SpaceX et l’impact environnemental de la fusée Starship
SpaceX se prépare à un moment crucial dans son histoire, avec le lancement prévu de sa fusée Starship pour la treizième fois dans l’espace, dans la nuit du 23 au 24 juillet 2026. La capitalisation boursière de l’entreprise, qui atteint actuellement 1,56 billion de dollars, témoigne de l’ampleur de ses ambitions, notamment la production de 1 000 Starship par an et des milliers de lancements annuels.
Cependant, les conséquences environnementales des projets de SpaceX sont préoccupantes. En effet, l’impact potentiel de ces lancements va bien au-delà des débats habituels sur la pollution atmosphérique causée par la combustion des moteurs.
L’exemple de Starbase
Pour soutenir le rythme de ses futurs vols, SpaceX doit faire face à un défi majeur : une fusée de plus de 120 mètres de haut nécessite un espace considérable. À Boca Chica, au Texas, le site de Starbase est devenu insuffisant. La municipalité, créée par l’entreprise, a initié des démarches pour annexer environ 2 873 hectares supplémentaires, empiétant sur une réserve naturelle nationale qui abrite des espèces menacées.
Les biologistes ont déjà documenté les effets néfastes des lancements : les explosions répétées et les débris métalliques ont détruit les nids du pluvier siffleur, un oiseau menacé, et les vibrations du sol mettent en péril les œufs des tortues de Kemp, la tortue marine la plus en danger au monde. Des chercheurs ont mesuré des niveaux sonores dépassant 110 décibels à plus de 35 kilomètres du site, avec des surpressions atmosphériques suffisantes pour briser des fenêtres dans un rayon de 15 kilomètres.
Expansion internationale
SpaceX a également annoncé qu’elle était engagée dans une « recherche permanente » de nouveaux sites viables, tant aux États-Unis qu’à l’international. L’entreprise envisage d’acquérir des terrains dans des régions isolées pour minimiser l’impact sur les populations humaines, au risque de sacrifier des écosystèmes. Aux États-Unis, elle s’intéresse déjà à 55 000 hectares de marais en Louisiane.

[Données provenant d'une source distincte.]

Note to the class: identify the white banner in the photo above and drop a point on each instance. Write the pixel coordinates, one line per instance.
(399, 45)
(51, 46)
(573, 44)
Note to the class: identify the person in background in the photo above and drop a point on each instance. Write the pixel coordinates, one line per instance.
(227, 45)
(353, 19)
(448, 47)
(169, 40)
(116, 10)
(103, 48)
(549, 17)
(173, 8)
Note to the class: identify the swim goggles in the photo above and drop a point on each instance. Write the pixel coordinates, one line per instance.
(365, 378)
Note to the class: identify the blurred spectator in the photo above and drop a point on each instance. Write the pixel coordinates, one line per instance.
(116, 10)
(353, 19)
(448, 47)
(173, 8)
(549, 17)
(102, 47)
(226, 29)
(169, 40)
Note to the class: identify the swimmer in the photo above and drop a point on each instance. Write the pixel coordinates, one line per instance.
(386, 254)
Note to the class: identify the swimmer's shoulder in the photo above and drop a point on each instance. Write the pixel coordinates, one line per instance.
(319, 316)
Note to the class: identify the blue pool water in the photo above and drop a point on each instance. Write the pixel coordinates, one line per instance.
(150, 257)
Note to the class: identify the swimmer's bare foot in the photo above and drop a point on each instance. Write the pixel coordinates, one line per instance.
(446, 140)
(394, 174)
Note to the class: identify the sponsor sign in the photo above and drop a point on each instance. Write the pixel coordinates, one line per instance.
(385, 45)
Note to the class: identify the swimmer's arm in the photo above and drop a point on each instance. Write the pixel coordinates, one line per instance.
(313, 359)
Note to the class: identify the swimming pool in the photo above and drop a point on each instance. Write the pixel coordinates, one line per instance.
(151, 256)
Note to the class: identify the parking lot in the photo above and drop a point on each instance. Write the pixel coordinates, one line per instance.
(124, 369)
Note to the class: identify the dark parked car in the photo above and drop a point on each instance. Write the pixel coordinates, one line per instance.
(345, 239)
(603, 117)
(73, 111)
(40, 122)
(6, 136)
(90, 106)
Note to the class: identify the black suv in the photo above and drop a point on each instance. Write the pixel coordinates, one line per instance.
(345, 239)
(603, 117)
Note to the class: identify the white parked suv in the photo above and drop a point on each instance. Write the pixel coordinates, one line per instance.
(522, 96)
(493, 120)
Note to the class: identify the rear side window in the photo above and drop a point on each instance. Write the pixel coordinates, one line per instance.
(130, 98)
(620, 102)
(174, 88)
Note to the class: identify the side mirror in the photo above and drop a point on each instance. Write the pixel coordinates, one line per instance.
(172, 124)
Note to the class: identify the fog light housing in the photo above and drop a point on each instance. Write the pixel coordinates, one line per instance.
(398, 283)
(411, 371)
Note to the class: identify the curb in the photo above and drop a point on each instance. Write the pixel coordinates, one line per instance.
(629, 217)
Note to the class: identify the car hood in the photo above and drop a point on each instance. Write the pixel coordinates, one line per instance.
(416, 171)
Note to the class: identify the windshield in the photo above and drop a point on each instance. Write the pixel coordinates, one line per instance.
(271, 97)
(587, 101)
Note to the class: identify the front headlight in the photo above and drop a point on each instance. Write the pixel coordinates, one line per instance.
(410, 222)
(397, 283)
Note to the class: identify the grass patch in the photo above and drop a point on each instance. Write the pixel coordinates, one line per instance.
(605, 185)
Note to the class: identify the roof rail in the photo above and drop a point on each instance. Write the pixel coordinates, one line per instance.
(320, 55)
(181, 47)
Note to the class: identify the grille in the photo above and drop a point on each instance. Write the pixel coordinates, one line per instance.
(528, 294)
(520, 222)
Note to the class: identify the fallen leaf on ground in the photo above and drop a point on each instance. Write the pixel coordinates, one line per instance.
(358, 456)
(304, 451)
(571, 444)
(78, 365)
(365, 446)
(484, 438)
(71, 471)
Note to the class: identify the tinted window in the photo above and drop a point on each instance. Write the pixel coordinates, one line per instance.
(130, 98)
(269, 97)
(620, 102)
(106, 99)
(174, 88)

Les data centers en orbite
Un autre projet controversé concerne le déploiement de data centers orbitaux. Elon Musk a soumis une demande à la Commission fédérale des communications pour établir un réseau d’un million de ces centres dans l’espace. Associé à d’autres initiatives, comme les 50 000 miroirs orbitaux destinés à réfléchir la lumière du soleil, cela pourrait transformer le ciel nocturne en une zone industrielle lumineuse, affectant gravement les écosystèmes nocturnes.
Influence politique
Elon Musk bénéficie d’une proximité avec l’administration Trump, ce qui lui permet de contourner certaines régulations environnementales. Ce contexte soulève des questions sur le paradoxe de ses ambitions, lui qui prétend vouloir « sauver l’humanité » tout en industrialisant le sol et l’espace.
La situation actuelle met en lumière les défis environnementaux que pose la conquête spatiale, et les conséquences de ces projets pourraient avoir des répercussions bien au-delà de la simple pollution.
Conclusion
Pour atteindre ses objectifs de lancements, SpaceX envisage d’annexer des terrains à travers le monde, avec des impacts environnementaux déjà visibles à Boca Chica. L’influence politique de Musk lui permet d’accélérer ses projets, soulevant des inquiétudes quant à l’avenir de l’environnement.